2. The method of claim 1 , wherein the at least one parameter comprises a heart rate of the patient.
3. The method of claim 2 , wherein the at least one parameter comprises a change in the heart rate of the patient.
4. The method of claim 2 , wherein the heart rate is measured using a heart rate sensor.
5. The method of claim 4 , wherein the heart rate sensor is applied externally to the patient.
6. The method of claim 4 , wherein the heart rate sensor is integrated with the spinal cord stimulator.
7. The method of claim 2 , wherein the at least one parameter further comprises a blood pressure of the patient.
8. The method of claim 1 , further comprising adjusting the stimulation using the measured at least one parameter in step (d).
9. The method of claim 8 , further comprising measuring a position of the patient, and adjusting the stimulation using the measured at least one parameter in step (d) and the measured position.
10. The method of claim 9 , further comprising wirelessly receiving the measured position at the spinal cord stimulator.
11. The method of claim 9 , wherein the position is measured using at least one sensor of the spinal cord stimulator.
12. The method of claim 1 , wherein step (a) further comprises changing a position of the patient, wherein the at least one parameter is measured before and after changing the position of the patient.
13. The method of claim 12 , wherein the position of the patient is changed using a tilt table.
14. The method of claim 12 ,
wherein the position and the measured at least one parameter are input using a graphical user interface of an external system in communication with the spinal cord stimulator, or
further comprising wirelessly receiving the position and the measured at least one parameter at an external system in communication with the spinal cord stimulator.

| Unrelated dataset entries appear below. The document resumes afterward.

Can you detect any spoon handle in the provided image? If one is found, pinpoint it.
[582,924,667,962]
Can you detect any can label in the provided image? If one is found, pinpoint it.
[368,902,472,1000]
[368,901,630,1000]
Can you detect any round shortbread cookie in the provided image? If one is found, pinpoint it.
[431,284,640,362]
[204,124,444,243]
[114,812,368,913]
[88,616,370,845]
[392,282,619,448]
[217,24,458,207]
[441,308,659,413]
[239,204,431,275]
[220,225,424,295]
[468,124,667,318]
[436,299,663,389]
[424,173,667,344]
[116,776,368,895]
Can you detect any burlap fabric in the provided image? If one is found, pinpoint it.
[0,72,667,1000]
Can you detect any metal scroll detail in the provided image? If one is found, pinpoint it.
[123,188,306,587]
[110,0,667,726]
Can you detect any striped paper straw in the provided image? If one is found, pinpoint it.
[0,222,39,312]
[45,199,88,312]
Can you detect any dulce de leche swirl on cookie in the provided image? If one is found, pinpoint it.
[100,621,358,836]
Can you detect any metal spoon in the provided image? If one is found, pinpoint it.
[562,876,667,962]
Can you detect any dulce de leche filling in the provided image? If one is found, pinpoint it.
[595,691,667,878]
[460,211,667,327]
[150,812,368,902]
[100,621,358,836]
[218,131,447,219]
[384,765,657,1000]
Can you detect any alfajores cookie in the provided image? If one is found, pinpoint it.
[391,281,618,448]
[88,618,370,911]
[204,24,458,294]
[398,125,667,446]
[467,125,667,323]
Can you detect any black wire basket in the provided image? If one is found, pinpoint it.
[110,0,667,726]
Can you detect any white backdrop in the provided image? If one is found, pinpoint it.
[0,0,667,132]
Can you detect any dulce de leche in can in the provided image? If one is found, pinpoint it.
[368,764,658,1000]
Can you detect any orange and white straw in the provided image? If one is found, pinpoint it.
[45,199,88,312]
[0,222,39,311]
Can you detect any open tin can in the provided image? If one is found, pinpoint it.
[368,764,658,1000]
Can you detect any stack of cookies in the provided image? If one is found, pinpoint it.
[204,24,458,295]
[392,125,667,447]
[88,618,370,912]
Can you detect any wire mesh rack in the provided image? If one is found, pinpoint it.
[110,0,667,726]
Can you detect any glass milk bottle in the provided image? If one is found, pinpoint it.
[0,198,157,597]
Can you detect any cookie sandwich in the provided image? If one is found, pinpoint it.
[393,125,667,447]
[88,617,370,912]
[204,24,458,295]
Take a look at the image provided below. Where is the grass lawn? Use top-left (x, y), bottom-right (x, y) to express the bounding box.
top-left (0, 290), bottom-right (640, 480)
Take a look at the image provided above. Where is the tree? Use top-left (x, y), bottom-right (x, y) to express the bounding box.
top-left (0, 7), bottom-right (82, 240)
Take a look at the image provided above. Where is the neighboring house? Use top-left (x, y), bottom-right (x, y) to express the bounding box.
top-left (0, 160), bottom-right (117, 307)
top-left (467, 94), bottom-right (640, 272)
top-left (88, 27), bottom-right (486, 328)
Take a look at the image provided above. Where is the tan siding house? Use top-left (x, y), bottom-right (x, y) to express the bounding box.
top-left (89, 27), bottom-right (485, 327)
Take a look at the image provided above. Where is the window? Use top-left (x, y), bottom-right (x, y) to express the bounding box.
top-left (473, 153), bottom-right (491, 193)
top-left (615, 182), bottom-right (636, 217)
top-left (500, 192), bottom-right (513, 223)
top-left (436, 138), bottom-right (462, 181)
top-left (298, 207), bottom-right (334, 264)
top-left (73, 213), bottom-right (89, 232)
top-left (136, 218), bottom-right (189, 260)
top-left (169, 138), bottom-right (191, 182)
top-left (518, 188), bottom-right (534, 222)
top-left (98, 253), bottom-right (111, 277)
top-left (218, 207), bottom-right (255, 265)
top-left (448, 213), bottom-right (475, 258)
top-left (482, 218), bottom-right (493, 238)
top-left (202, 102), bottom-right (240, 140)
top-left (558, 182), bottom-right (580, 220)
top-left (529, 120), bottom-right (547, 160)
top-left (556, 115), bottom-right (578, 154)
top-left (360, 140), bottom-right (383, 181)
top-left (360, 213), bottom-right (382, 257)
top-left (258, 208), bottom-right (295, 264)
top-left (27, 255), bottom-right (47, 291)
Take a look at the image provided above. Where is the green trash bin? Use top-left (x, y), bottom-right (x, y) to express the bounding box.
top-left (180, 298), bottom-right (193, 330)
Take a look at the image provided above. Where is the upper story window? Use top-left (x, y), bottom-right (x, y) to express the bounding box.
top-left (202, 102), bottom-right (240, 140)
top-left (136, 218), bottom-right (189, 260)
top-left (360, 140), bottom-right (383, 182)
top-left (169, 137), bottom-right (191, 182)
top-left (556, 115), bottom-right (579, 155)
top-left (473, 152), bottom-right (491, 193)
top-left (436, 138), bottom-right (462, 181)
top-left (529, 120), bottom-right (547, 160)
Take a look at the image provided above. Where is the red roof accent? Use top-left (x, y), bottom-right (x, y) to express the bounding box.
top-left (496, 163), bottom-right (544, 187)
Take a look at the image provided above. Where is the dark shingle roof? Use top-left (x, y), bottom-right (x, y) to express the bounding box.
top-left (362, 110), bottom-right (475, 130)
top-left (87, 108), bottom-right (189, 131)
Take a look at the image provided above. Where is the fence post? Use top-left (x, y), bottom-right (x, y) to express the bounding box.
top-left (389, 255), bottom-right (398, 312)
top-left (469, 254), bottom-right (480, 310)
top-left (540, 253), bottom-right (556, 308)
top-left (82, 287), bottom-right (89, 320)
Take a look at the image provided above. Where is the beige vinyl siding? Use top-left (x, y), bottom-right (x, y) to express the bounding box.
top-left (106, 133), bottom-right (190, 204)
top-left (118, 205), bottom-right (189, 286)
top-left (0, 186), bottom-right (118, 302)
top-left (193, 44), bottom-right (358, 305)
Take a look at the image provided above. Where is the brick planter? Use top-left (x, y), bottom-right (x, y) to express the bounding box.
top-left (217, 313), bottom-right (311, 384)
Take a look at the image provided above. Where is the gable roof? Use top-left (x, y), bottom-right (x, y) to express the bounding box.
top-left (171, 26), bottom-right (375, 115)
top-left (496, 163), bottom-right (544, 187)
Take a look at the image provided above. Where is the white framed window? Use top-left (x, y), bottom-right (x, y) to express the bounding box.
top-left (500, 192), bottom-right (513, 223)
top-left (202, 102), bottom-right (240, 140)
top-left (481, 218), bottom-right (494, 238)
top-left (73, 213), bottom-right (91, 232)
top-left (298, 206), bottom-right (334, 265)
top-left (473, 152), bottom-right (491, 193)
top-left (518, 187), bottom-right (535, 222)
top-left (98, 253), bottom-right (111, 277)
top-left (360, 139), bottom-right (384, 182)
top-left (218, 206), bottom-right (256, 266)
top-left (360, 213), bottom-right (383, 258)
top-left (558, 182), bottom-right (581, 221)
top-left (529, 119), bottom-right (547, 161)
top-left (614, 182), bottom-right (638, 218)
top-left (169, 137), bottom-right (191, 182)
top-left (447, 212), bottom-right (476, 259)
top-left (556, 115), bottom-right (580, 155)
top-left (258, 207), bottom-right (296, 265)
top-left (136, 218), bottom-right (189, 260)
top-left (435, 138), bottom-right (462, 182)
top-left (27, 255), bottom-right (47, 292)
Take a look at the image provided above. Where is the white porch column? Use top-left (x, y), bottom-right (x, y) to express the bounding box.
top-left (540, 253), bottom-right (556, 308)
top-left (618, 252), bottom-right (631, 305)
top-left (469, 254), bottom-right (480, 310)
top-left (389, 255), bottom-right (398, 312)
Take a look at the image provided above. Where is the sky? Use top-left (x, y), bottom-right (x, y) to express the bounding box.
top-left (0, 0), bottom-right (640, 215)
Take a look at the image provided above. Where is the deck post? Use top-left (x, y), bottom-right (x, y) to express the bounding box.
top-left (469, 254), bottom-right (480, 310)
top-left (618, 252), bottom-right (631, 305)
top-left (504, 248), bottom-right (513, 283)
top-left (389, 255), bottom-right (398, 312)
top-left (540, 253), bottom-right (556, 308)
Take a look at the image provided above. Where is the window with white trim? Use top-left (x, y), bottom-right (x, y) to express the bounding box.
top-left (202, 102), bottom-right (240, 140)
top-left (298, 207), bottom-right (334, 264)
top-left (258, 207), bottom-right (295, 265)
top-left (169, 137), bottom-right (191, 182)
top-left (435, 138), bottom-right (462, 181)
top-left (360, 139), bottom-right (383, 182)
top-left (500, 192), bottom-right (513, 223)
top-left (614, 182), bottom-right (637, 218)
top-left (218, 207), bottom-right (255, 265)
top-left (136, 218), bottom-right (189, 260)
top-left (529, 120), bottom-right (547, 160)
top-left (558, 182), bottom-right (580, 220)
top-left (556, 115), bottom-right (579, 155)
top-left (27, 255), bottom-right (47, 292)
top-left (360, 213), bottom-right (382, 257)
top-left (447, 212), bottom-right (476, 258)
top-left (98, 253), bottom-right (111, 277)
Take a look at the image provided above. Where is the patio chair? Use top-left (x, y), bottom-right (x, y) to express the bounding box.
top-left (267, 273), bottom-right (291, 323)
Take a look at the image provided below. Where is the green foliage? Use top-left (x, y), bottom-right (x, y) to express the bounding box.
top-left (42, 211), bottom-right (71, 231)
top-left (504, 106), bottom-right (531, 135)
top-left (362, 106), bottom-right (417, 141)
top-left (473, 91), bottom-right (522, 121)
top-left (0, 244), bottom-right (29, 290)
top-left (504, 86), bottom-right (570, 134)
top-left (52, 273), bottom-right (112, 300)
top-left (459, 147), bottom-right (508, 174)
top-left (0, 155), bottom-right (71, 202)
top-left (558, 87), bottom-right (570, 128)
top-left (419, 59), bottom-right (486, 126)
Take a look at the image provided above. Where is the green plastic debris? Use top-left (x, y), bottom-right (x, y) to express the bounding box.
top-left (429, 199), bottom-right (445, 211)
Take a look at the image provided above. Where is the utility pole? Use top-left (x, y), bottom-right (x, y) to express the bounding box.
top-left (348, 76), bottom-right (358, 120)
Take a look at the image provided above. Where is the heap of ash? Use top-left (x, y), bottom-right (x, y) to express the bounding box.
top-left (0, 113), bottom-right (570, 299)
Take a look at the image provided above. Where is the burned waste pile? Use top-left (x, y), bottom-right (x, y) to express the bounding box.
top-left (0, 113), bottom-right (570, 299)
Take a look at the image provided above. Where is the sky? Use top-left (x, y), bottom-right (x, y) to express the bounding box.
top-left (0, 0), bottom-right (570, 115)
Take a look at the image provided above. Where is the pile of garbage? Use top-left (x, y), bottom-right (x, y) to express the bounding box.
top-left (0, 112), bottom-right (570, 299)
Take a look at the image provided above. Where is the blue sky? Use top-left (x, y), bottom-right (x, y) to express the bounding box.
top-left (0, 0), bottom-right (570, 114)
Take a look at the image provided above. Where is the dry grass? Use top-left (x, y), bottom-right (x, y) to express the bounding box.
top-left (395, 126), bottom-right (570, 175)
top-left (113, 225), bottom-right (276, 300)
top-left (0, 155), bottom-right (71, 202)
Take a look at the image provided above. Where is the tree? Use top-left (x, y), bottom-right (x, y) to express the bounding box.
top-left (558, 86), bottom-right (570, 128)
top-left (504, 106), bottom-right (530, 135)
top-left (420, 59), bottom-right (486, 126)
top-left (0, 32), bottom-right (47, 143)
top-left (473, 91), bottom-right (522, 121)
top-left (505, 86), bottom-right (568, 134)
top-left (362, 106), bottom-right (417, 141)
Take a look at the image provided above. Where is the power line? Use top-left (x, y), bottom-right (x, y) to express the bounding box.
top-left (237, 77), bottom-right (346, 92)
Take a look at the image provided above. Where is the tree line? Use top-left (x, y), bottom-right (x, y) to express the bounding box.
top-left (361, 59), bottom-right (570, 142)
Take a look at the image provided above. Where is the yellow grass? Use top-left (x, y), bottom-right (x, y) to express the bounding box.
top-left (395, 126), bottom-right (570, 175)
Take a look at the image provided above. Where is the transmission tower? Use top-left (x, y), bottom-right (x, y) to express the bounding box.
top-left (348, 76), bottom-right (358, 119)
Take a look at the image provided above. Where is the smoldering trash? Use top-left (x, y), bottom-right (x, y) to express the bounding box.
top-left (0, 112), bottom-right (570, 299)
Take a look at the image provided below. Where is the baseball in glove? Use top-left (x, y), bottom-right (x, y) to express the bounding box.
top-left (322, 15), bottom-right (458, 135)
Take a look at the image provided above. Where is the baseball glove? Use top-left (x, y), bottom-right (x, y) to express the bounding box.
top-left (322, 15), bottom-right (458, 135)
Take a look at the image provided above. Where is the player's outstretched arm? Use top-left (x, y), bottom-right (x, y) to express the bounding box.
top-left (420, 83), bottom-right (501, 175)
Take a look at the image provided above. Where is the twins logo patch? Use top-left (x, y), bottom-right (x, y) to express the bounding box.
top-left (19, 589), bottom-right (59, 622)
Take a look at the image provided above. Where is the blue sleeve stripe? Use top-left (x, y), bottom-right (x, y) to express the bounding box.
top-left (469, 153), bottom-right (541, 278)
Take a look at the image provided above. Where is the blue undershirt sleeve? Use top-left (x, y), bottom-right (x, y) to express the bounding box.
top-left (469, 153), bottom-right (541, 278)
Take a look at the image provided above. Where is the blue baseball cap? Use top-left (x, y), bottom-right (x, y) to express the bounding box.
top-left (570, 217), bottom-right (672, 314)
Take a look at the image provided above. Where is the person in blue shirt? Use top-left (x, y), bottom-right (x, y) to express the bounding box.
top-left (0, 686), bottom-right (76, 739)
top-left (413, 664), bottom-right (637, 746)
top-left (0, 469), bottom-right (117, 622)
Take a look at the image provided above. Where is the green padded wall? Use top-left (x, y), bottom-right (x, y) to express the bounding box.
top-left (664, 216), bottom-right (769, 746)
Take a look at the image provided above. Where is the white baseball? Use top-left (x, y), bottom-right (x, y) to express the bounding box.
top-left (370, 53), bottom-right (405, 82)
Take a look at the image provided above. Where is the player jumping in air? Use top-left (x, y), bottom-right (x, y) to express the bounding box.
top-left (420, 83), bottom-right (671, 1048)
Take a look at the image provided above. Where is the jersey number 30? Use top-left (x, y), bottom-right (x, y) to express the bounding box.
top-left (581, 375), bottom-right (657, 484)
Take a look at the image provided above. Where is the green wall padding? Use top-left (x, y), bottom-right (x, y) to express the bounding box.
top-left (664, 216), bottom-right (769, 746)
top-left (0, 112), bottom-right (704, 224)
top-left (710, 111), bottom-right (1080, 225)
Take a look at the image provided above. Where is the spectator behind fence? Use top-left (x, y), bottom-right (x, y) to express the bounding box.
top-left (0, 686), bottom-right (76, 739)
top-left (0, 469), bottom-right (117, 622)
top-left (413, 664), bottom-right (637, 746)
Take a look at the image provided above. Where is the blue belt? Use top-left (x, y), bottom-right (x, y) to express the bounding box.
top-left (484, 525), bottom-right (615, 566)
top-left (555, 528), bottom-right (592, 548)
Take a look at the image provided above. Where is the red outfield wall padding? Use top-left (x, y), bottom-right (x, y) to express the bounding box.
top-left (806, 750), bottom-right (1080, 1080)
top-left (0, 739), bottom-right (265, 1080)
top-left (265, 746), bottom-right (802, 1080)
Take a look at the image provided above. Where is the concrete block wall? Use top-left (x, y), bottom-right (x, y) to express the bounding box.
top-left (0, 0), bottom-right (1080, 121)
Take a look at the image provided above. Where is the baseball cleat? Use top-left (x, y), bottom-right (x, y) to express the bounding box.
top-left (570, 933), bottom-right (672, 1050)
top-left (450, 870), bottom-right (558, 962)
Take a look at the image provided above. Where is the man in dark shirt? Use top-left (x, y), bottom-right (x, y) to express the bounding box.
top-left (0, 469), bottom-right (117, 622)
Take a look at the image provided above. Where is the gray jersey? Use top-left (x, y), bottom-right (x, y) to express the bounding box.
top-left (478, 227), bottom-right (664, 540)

15. The method of claim 1 , wherein the stimulation stimulates one or more dorsal horns of the patient's spinal cord.
16. The method of claim 1 , wherein the electrode array is provided longitudinally within the spinal column to configure the stimulation to affect at least one splanchnic nerve innervating the patient's splanchnic bed.
17. The method of claim 1 , wherein the stimulation comprises a bipole in the electrode array.
18. The method of claim 1 , wherein the stimulation is not perceptible by the patient.
19. The method of claim 1 , wherein the electrode array comprises a plurality of electrode leads, wherein a first of the electrode leads is positioned proximate to a first dorsal horn of the patient, and wherein a second of the electrode leads is positioned proximate to a second dorsal horn of the patient.
20. A system for treating an orthostatic intolerance condition of a patient, comprising:
a spinal cord stimulator comprising an electrode array having a plurality of electrodes implantable within the patient's spinal column, wherein the spinal cord stimulator is configured to provide non-destructive electrical stimulation to the patient via one or more of the electrodes; and
an external system, wherein the external system is configured to
(a) determine that a patient has the orthostatic intolerance condition by measuring at least one parameter from the patient prior providing the stimulation; and
(b) verifying that the stimulation treats the orthostatic condition by measuring the at least one parameter.